ACAV100M: Automatic Curation of Large-Scale Datasets for Audio-Visual Video Representation Learning. In ICCV, 2021.

Overview

ACAV100M: Automatic Curation of Large-Scale Datasets for Audio-Visual Video Representation Learning

This repository contains the code for our ICCV 2021 paper:

ACAV100M: Automatic Curation of Large-Scale Datasets for Audio-Visual Video Representation Learning
Sangho Lee*, Jiwan Chung*, Youngjae Yu, Gunhee Kim, Thomas Breuel, Gal Chechik, Yale Song (*: equal contribution)
[paper]

@inproceedings{lee2021acav100m,
    title="{ACAV100M: Automatic Curation of Large-Scale Datasets for Audio-Visual Video Representation Learning}",
    author={Sangho Lee and Jiwan Chung and Youngjae Yu and Gunhee Kim and Thomas Breuel and Gal Chechik and Yale Song},
    booktitle={ICCV},
    year=2021
}

System Requirements

  • Python >= 3.8.5
  • FFMpeg 4.3.1

Installation

  1. Install PyTorch 1.6.0, torchvision 0.7.0 and torchaudio 0.6.0 for your environment. Follow the instructions in HERE.

  2. Install the other required packages.
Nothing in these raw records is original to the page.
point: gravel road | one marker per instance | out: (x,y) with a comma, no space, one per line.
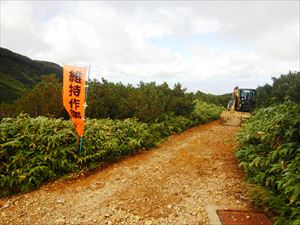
(170,184)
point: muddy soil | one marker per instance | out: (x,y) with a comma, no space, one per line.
(170,184)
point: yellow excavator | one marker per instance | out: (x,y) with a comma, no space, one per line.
(235,116)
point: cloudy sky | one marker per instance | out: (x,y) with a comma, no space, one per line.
(210,46)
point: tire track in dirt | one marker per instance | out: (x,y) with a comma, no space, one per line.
(171,184)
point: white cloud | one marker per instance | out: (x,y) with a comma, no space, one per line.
(254,41)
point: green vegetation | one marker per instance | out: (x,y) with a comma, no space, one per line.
(19,74)
(286,87)
(269,152)
(36,150)
(269,149)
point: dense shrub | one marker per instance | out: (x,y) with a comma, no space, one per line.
(286,87)
(269,152)
(36,150)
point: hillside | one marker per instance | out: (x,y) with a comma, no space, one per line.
(20,73)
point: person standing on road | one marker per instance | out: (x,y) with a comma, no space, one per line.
(235,99)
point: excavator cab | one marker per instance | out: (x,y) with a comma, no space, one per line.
(247,104)
(247,100)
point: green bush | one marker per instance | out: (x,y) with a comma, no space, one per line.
(36,150)
(269,152)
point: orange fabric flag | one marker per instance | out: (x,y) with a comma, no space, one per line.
(74,84)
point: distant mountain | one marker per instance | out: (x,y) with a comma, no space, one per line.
(19,73)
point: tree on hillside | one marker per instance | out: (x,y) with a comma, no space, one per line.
(44,99)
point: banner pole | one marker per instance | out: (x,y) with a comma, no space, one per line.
(85,104)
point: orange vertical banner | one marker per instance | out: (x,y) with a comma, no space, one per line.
(74,84)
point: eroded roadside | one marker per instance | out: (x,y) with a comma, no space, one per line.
(171,184)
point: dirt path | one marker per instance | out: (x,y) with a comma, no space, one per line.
(171,184)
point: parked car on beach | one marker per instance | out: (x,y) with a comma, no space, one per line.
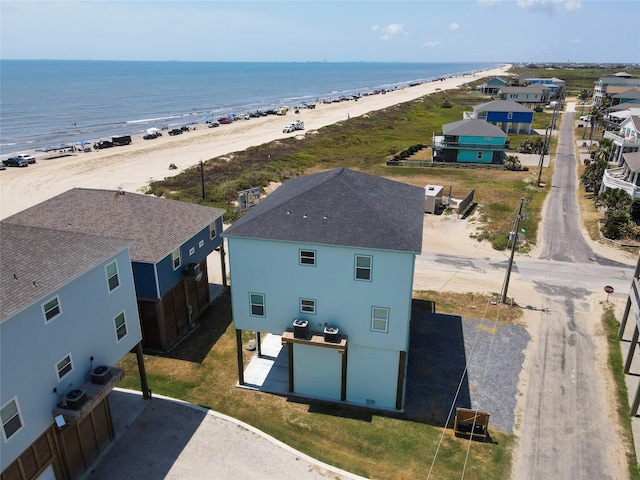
(15,162)
(27,157)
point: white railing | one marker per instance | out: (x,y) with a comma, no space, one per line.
(614,178)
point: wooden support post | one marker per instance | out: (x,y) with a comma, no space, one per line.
(144,385)
(632,349)
(636,402)
(290,359)
(239,353)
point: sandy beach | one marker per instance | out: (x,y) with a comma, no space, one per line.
(132,167)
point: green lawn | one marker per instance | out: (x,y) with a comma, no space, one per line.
(203,369)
pip install -r requirements.txt
python -m nltk.downloader 'punkt'
pip install detectron2 -f https://dl.fbaipublicfiles.com/detectron2/wheels/<cuda version>/torch1.6/index.html
pip install git+https://github.com/jiwanchung/slowfast
pip install torch-scatter==2.0.5 -f https://pytorch-geometric.com/whl/torch-1.6.0+<cuda version>.html

e.g. Replace <cuda version> with cu102 for CUDA 10.2.

Input File Structure

  1. Create the data directory
mkdir data
  1. Prepare the input file.

data/metadata.tsv should be structured as follows. We provide an example input file in examples/metadata.tsv

YOUTUBE_ID\t{"LatestDAFeature": {"Title": TITLE, "Description": DESCRIPTION, "YouTubeCategory": YOUTUBE_CATEGORY, "VideoLength": VIDEO_LENGTH}, "MediaVersionList": [{"Duration": DURATION}]}

Data Curation Pipeline

One-Liner

bash ./run.sh

To enable GPU computation, modify the CUDA_VISIBLE_DEVICES environment variable accordingly. For example, run the above command as export CUDA_VISIBLE_DEVICES=2,3; bash ./run.sh.

Step-by-Step

  1. Filter the videos with metadata.
bash ./metadata_filtering/code/run.sh

The above command will build the data/filtered.tsv file.
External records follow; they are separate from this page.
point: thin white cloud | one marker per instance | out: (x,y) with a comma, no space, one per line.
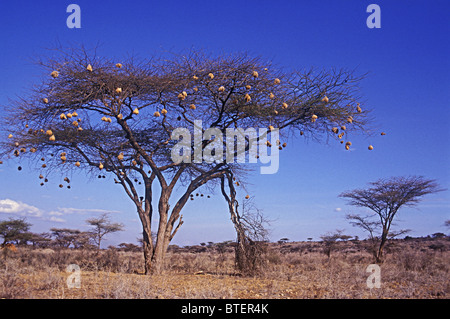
(9,206)
(82,211)
(56,219)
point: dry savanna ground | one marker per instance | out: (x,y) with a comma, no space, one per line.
(415,268)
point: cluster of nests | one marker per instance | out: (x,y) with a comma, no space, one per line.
(197,194)
(221,89)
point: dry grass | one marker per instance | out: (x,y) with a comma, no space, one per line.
(294,270)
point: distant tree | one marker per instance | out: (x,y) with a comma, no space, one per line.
(385,197)
(103,117)
(103,226)
(330,239)
(41,240)
(65,238)
(13,230)
(128,247)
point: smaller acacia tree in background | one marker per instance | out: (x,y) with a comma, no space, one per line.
(103,226)
(385,198)
(330,239)
(13,230)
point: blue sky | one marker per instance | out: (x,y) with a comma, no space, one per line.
(407,88)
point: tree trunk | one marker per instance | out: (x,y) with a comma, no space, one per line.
(148,250)
(379,256)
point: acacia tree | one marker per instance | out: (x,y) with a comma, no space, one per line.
(13,230)
(103,226)
(95,114)
(385,197)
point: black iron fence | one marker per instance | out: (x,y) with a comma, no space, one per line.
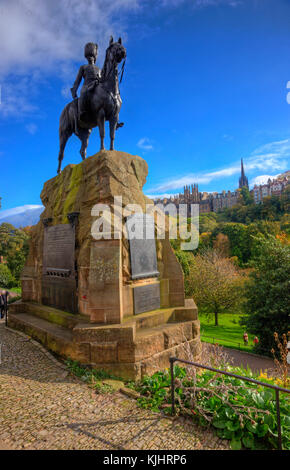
(230,374)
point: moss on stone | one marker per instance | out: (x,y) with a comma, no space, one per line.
(74,186)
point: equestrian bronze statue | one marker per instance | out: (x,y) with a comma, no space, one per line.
(99,99)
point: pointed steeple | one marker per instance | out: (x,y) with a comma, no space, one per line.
(243,181)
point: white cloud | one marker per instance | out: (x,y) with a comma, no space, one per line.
(273,156)
(41,39)
(18,210)
(31,128)
(201,3)
(145,144)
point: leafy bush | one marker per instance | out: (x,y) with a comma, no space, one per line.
(240,411)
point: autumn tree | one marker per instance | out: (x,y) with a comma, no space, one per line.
(214,282)
(268,292)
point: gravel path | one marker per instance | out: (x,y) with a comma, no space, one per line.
(43,407)
(244,359)
(256,363)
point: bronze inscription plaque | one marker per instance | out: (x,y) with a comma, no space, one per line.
(58,275)
(140,228)
(146,298)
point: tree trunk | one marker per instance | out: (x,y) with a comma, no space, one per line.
(216,318)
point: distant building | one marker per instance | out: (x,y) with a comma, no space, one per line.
(214,202)
(243,180)
(273,187)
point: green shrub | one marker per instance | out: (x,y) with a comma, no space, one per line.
(240,411)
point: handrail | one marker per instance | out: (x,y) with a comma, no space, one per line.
(230,374)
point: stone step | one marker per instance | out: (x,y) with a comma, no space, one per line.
(163,316)
(151,341)
(56,338)
(50,314)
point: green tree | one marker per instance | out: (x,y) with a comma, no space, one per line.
(13,248)
(268,292)
(6,278)
(214,282)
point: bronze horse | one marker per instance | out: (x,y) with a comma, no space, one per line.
(104,104)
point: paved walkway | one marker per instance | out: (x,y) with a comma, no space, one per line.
(244,359)
(43,407)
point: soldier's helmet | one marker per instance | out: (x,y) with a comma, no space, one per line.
(91,49)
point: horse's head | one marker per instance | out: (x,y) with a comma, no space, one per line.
(117,50)
(115,53)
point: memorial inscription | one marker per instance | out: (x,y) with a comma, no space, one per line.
(58,275)
(140,228)
(146,298)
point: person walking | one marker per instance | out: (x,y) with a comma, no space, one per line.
(246,338)
(2,305)
(256,340)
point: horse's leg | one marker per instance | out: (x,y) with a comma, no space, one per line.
(84,135)
(101,125)
(63,138)
(113,126)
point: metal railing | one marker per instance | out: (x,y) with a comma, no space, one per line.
(230,374)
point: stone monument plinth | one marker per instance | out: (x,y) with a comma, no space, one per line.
(114,303)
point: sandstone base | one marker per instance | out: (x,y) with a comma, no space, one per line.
(138,346)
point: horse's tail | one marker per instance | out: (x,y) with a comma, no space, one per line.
(65,122)
(66,128)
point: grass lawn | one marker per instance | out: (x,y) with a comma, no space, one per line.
(17,290)
(228,333)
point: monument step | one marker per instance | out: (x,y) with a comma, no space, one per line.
(154,340)
(50,314)
(56,338)
(163,316)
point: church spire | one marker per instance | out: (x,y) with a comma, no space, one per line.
(243,181)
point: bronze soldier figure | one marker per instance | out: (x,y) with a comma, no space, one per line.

  1. Download the actual video files from youtube.
bash ./video_download/code/run.sh

Although we provide a simple download script, we recommend more scalable solutions for downloading large-scale data.

The above command will download the files to data/videos/raw directory.

  1. Segment the videos into 10-second clips.
bash ./clip_segmentation/code/run.sh

The above command will save the segmented clips to data/videos directory.

  1. Extract features from the clips.
bash ./feature_extraction/code/run.sh

The above command will save the extracted features to data/features directory.

This step requires GPU for faster computation.

  1. Perform clustering with the extracted features.
bash ./clustering/code/run.sh

The above command will save the extracted features to data/clusters directory.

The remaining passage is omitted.